Some of these systems also permit the automatic addition of metadata and other information that can help organisations assign documents to the appropriate category under their records retention policy. Properly ‘filing’ the document with this added metadata helps organisations meet their compliance and regulatory requirements.

The market offers a number of solutions for controlling the legal department’s email. When evaluating document management systems, look for the following options:

Enhances collaboration: The document management platform should be able to collect all information—both emails and their attachments—in a centralised repository that is available to multiple users. The repository should be able to handle files of all types.

Simplifies organisation: Use a document management system that syncs with your email system.
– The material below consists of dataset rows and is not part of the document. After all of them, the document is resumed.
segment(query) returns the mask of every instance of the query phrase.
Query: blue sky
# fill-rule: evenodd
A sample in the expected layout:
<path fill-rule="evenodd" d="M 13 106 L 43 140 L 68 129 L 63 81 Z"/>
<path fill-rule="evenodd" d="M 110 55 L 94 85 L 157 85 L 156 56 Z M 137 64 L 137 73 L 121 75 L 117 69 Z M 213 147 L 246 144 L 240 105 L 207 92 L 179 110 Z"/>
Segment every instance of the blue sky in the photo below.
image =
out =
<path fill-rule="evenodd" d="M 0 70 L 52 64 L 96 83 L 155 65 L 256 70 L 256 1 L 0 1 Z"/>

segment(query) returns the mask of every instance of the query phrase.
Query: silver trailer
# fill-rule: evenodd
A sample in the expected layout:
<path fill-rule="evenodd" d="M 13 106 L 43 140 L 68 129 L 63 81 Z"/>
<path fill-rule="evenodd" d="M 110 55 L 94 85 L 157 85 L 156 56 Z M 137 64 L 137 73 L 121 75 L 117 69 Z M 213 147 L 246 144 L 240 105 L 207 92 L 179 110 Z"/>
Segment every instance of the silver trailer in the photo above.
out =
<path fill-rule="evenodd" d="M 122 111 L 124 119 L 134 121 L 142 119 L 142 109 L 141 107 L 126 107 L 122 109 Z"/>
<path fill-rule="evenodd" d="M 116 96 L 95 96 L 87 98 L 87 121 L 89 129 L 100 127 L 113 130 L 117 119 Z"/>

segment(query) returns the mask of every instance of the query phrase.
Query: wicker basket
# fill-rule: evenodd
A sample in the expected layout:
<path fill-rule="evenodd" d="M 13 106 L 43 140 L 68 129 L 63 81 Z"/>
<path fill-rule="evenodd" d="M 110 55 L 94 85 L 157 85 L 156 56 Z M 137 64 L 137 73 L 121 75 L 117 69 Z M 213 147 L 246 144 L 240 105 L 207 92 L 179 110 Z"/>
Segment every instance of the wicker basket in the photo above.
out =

The best systems do not create additional work for the legal team. In other words, optimal systems will be intuitive and will integrate seamlessly with the organisation’s email program, allowing lawyers to send messages to the central repository with no more than a few clicks of a mouse. Otherwise, lawyers will not use the system or, perhaps even worse, will not use it consistently.
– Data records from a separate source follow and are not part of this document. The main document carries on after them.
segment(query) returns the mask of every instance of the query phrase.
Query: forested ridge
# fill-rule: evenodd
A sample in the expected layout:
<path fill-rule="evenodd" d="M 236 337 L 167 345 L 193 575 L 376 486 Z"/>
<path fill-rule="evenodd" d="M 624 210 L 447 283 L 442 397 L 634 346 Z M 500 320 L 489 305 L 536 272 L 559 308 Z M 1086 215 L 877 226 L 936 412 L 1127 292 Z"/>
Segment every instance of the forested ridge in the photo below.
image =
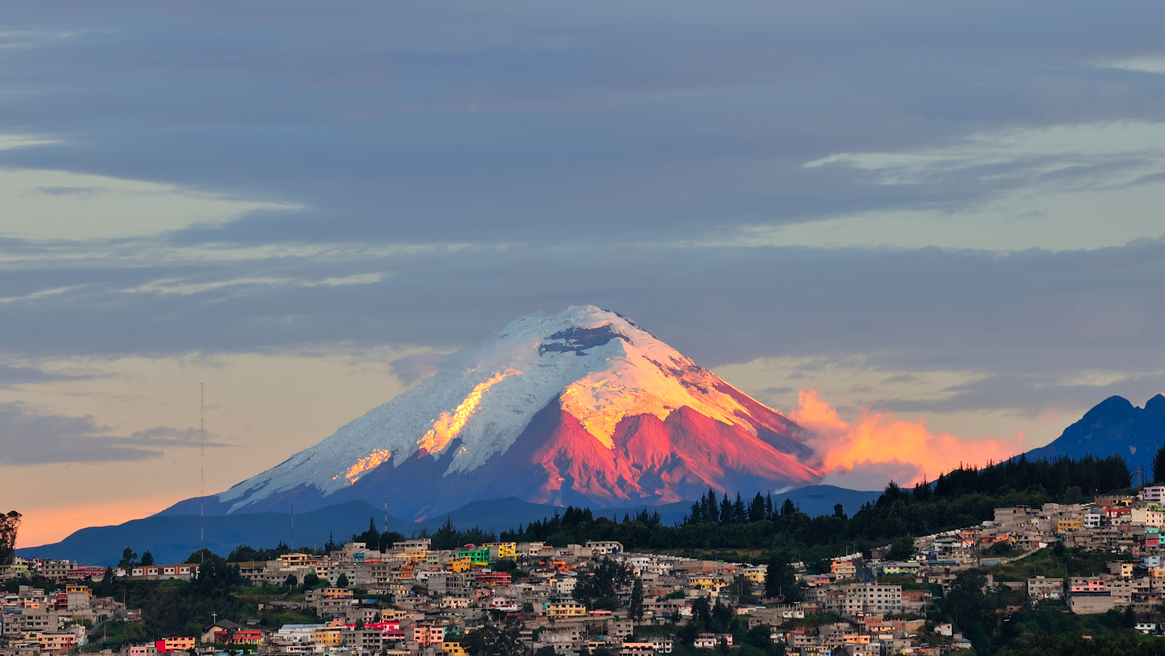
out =
<path fill-rule="evenodd" d="M 658 513 L 641 510 L 617 519 L 595 516 L 589 508 L 563 513 L 502 531 L 507 542 L 585 544 L 616 539 L 641 551 L 781 551 L 805 562 L 882 546 L 906 536 L 930 535 L 994 517 L 997 507 L 1079 502 L 1125 489 L 1130 472 L 1118 456 L 1028 460 L 1021 456 L 986 467 L 960 467 L 933 484 L 899 487 L 848 514 L 840 505 L 832 515 L 810 517 L 779 495 L 744 498 L 709 489 L 677 525 L 665 525 Z"/>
Improves access: The document management system should provide advanced search capabilities, including full text and metadata searching, which make it easy for users to find the emails and other documents they need.

Ensures preservation: The document management system should be capable of storing emails in their native format, which will prevent the loss of critical information and permit users to reply to the message or forward it to other users, just as if it were sitting in their inbox.

Provides notice: The document management software should notify users when someone has filed an email into a matter folder relevant to them; it should also use an icon or other visual sign to indicate that messages in a user’s inbox have already been filed, which will avoid unnecessary duplication of information and effort.

Offers auditing: Find a program that can create audit trails so the department can keep attachments linked to their parent document; some systems will also track versions of the documents as users make alterations.

With proper email management techniques, counsel can spend less time searching for information and more time practising law. Leaving it up to individual lawyers to manage their own inboxes creates email silos and inefficiencies, but a systematic approach can stem the tide of email overload.